İnanın henüz hiçbir çağrı yapılmamışken sokağa çıktım. Vatan elden gidiyor duygusuyla kendimi 5 dakika içinde sokağa attım. Ne gelecek kaygısı vardı içimde, ne de peynir ekmek düşüncesi. Eşimi ve çocuğumu evde bıraktım. Annem felçliydi ve yatalaktı. Sadece kız kardeşim anneme bakmak için evde kaldı. Bizim evde annem yatalak olmasaydı o da kalkardı.
-Karşınızda o FETÖ'cü hainleri görünce ne hissettiniz?
Öleceğimi hissediyordum ama hiç korkmuyordum. Zincirlikuyu'dan köprüye doğru ilerlerken ölüme gittiğimizi hissediyorduk ama mermi seslerine rağmen korkunun zerresi yoktu.
-Vurulma anını hatırlıyor musunuz?
Vurulduğum anda beni tanımadığım birisi aracına aldı. Arabaya ateş ettikleri için aracın lastikleri patladı. Oradan tesadüfen geçen bir ambulans ile Şişli Etfal Hastanesi'ne götürüldüm.
ACIDAN SESİM KISILDI, BAYILDIM, AZRAİLİ BEKLEDİM
-Tedavi süreciniz zor geçti sanırım?
Evet 47 ameliyat geçirdim. Siz acıdan çığlıklar atıp sesi kısılan bir insan gördünüz mü? Acıdan gücü kalmayıp bayılan bir insan gördünüz mü?

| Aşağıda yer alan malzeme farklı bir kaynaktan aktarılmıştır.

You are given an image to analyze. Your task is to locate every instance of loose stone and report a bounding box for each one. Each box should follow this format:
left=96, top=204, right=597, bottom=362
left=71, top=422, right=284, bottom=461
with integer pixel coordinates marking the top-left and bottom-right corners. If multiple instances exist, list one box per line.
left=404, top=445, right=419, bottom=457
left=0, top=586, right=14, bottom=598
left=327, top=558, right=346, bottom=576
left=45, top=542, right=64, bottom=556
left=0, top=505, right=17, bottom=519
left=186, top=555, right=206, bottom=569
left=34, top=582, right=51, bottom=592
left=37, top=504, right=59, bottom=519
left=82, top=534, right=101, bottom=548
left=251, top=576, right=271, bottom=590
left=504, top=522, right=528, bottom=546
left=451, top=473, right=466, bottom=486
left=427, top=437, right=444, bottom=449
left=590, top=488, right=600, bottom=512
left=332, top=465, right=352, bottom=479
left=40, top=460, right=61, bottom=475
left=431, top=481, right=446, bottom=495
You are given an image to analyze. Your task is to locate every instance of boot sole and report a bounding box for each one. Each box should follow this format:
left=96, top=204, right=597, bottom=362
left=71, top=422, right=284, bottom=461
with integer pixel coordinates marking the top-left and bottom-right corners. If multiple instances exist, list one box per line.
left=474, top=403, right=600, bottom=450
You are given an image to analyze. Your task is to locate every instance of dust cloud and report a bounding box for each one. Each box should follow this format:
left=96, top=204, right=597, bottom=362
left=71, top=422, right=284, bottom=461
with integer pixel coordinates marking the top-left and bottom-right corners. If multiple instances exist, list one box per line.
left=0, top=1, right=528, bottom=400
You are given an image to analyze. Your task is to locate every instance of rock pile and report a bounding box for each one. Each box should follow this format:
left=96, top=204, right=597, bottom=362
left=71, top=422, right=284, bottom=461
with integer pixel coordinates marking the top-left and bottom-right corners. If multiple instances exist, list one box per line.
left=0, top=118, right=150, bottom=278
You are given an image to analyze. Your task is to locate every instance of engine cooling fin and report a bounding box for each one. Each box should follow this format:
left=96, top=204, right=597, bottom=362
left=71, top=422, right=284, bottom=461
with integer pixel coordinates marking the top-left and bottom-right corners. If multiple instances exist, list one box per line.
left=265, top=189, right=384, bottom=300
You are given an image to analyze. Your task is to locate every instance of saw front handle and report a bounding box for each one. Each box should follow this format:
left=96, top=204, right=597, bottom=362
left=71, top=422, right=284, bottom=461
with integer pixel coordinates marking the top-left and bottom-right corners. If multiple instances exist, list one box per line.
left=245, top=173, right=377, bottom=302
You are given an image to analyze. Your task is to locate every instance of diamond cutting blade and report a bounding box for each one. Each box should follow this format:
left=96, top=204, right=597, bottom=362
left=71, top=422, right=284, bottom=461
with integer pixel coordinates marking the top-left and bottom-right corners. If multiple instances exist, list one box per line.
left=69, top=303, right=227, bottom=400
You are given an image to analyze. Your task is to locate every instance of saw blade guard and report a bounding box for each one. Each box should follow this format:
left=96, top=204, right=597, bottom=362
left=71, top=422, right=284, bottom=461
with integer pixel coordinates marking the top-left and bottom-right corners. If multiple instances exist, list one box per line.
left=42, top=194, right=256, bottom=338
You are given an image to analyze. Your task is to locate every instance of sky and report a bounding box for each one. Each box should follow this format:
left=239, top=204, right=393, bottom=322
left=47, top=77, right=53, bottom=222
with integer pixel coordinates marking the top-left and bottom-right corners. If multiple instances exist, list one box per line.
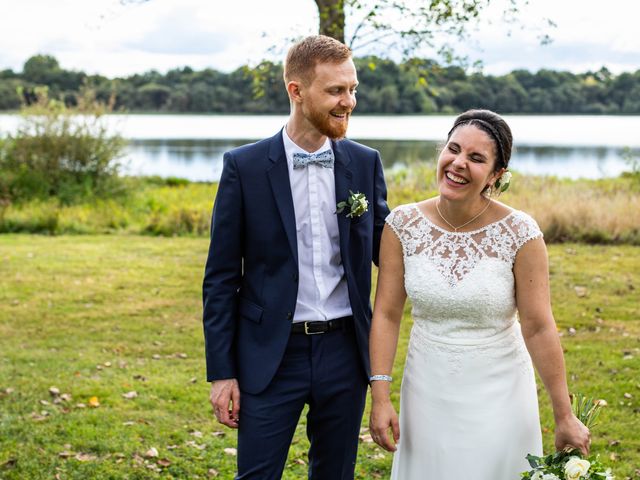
left=0, top=0, right=638, bottom=78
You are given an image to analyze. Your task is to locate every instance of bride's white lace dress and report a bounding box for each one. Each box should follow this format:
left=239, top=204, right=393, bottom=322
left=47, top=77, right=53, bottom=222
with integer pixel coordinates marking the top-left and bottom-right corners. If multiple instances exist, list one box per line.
left=386, top=203, right=544, bottom=479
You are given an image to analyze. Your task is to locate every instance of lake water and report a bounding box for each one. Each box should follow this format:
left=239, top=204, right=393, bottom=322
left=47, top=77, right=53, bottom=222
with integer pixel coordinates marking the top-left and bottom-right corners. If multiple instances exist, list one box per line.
left=1, top=114, right=638, bottom=181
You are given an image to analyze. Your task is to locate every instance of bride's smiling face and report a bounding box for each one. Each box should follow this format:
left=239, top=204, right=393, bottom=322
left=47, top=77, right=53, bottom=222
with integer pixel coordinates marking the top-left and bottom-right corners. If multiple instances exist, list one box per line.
left=437, top=125, right=504, bottom=201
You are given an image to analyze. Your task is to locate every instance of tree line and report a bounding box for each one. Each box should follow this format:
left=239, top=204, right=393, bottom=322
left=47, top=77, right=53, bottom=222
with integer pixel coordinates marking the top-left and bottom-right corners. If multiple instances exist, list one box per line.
left=1, top=54, right=639, bottom=114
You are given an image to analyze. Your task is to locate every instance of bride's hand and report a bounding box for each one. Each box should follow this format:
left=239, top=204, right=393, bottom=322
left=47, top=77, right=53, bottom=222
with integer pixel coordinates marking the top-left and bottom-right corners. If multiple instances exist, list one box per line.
left=369, top=399, right=400, bottom=452
left=555, top=414, right=591, bottom=455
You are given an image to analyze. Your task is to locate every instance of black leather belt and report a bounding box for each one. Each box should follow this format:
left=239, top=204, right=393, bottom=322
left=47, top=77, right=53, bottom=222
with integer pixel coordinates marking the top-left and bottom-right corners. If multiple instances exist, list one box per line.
left=291, top=316, right=351, bottom=335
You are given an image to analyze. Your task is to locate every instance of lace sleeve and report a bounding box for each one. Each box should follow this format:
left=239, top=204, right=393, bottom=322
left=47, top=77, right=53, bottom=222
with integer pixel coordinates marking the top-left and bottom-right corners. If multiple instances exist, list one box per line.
left=506, top=211, right=543, bottom=252
left=385, top=204, right=425, bottom=256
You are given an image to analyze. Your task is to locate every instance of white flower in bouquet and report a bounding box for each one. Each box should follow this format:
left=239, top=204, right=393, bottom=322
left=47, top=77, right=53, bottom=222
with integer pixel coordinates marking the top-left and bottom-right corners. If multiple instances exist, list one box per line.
left=532, top=472, right=561, bottom=480
left=564, top=456, right=590, bottom=480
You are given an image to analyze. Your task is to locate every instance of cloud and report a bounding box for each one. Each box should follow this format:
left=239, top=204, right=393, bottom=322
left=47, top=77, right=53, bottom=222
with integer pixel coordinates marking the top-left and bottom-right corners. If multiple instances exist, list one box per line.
left=124, top=9, right=231, bottom=55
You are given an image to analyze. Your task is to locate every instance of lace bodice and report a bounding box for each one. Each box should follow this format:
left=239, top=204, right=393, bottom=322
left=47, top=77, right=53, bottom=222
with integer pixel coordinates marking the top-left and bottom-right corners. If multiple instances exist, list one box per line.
left=386, top=203, right=542, bottom=341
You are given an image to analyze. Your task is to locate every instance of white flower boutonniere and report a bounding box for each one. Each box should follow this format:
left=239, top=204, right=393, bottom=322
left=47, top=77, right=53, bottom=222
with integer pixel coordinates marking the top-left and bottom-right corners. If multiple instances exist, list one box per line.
left=336, top=190, right=368, bottom=218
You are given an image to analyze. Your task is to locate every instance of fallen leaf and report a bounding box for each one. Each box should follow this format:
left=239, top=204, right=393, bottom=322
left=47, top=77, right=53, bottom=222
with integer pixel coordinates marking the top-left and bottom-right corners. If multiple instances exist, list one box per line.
left=212, top=431, right=225, bottom=437
left=104, top=362, right=112, bottom=368
left=31, top=411, right=49, bottom=421
left=49, top=387, right=60, bottom=397
left=88, top=396, right=100, bottom=408
left=145, top=447, right=159, bottom=458
left=58, top=451, right=74, bottom=458
left=208, top=469, right=219, bottom=477
left=152, top=354, right=161, bottom=360
left=40, top=400, right=51, bottom=406
left=574, top=286, right=588, bottom=297
left=157, top=458, right=171, bottom=467
left=177, top=353, right=188, bottom=359
left=359, top=434, right=374, bottom=443
left=294, top=458, right=306, bottom=465
left=75, top=403, right=86, bottom=409
left=75, top=453, right=97, bottom=462
left=224, top=448, right=237, bottom=456
left=60, top=393, right=72, bottom=402
left=185, top=440, right=207, bottom=450
left=191, top=431, right=203, bottom=438
left=122, top=391, right=138, bottom=400
left=623, top=392, right=633, bottom=399
left=1, top=458, right=17, bottom=468
left=189, top=377, right=197, bottom=384
left=122, top=421, right=135, bottom=426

Sabahlara kadar Azrail gelsin canımı alsın diye bekliyordum.
AYAĞIM KESİLDİKTEN SONRA RAHATLADIM
-Şu an nasılsınız?
Ayağımı kaybettim. Ayağımı kaybettikten sonra rahatladım. Proteze uyum süreci yaşıyorum. Çok rahat olduğunu söyleyemem, zamanla daha iyi olacak.
DEVLETE YÜK OLMAMASI İÇİN ÖZEL HASTANE İSTEMEDİM
-Cumhurbaşkanımızla görüştünüz. Sizin hakkınızda konuşurken "iki Sabri tanıdım" demişti. O görüşmede neler konuştunuz?

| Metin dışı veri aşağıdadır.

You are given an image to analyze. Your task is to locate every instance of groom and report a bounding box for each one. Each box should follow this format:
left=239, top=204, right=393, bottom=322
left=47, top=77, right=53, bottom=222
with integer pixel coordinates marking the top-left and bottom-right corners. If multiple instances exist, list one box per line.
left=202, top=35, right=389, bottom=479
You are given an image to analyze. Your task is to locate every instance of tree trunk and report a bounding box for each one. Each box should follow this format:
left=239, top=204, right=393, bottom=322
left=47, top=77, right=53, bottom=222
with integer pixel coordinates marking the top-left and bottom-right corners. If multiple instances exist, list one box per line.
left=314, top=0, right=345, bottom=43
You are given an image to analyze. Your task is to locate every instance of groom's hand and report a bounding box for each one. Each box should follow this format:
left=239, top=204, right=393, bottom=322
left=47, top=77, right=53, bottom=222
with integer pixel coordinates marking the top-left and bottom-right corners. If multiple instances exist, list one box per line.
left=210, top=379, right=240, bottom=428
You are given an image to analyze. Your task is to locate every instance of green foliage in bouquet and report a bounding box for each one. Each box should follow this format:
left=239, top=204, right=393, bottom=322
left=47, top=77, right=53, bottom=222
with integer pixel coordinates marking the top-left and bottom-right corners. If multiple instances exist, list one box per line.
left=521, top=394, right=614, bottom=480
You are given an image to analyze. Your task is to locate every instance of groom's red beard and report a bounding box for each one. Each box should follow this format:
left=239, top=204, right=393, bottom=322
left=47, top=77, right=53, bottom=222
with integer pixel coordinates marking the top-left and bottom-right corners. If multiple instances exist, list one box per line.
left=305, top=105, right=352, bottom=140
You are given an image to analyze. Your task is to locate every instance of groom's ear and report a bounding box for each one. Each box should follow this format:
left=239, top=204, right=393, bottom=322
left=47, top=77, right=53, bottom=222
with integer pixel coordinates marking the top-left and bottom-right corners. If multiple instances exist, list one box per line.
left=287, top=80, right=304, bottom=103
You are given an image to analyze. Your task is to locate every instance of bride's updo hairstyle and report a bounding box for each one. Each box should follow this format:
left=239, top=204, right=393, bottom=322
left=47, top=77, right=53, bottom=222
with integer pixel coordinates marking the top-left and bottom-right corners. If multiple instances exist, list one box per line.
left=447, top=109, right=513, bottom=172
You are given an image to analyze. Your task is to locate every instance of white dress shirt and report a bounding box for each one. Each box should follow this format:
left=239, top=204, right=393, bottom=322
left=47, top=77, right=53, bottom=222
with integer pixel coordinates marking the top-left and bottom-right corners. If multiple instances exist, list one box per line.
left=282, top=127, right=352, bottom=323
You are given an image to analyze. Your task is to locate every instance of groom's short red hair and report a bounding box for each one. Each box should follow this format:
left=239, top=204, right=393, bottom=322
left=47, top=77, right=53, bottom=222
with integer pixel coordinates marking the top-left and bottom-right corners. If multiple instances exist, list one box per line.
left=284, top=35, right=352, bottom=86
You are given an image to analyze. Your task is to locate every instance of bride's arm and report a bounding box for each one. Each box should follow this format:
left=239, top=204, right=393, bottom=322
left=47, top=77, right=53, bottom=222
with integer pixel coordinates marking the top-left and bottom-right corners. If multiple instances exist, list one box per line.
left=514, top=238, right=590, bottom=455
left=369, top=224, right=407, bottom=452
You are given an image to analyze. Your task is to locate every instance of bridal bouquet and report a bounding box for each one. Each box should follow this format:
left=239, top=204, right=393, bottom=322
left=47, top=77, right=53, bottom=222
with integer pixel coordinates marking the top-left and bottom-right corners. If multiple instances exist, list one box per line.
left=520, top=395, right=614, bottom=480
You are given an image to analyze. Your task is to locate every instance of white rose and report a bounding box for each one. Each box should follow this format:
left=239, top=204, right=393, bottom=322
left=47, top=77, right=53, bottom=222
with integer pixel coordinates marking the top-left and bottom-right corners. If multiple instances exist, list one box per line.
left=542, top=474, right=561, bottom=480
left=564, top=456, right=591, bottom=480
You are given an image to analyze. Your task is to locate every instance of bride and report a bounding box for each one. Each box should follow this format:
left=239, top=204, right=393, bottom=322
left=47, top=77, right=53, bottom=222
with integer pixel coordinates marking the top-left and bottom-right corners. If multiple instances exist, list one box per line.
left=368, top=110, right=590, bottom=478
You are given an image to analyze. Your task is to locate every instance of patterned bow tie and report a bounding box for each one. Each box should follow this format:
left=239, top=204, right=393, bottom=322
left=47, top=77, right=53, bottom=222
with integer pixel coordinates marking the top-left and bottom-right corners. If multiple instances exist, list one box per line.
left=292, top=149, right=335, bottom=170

Hiçbir talebim olmadı, olamaz da zaten. Halimi hatırımı sordu. Bir özel hastane benden 55 bin lira istemişti. Ben bunun devlet tarafından karşılanacağını biliyordum ama istemedim. Devletin kasasından 55 bin lira çıkmasını istemedim. Cumhurbaşkanımız "devletimiz yanında, sen parasını düşünme" dedi. Ben yine devletin hastanesini tercih ettim ve orada çok güzel ağırlandım.
-Yarın yine öyle bir çağrı yapılsa...
Hiç sorma o soruyu. Hiç tereddüt etmem. O duyguyu yaşamak lazım. O duyguyu yaşamayan zaten yine sokağa çıkamaz.
TAHLİYE EDİLENLER YÜZÜMÜZE KARŞI SIRITTI
-Hain darbe girişiminin ikinci yıldönümü. Devletimiz artık çok daha güçlü. Bu günleri göreceğimizi hiç düşünüyor muydunuz?
İtiraf edeyim o gece aklımızda sadece ölüme gidiyoruz düşüncesi vardı. Bu günleri göreceğimizi asla düşünmüyordum. Tek hedefimiz darbeyi püskürtmekti. Onların bir gün yargıda hesap verecekleri, müebbet hapis cezası alacaklarını inanın hiç düşünmedim. Karar duruşmasında sırıtarak tahliye olanları görmek içimizi çok acıttı.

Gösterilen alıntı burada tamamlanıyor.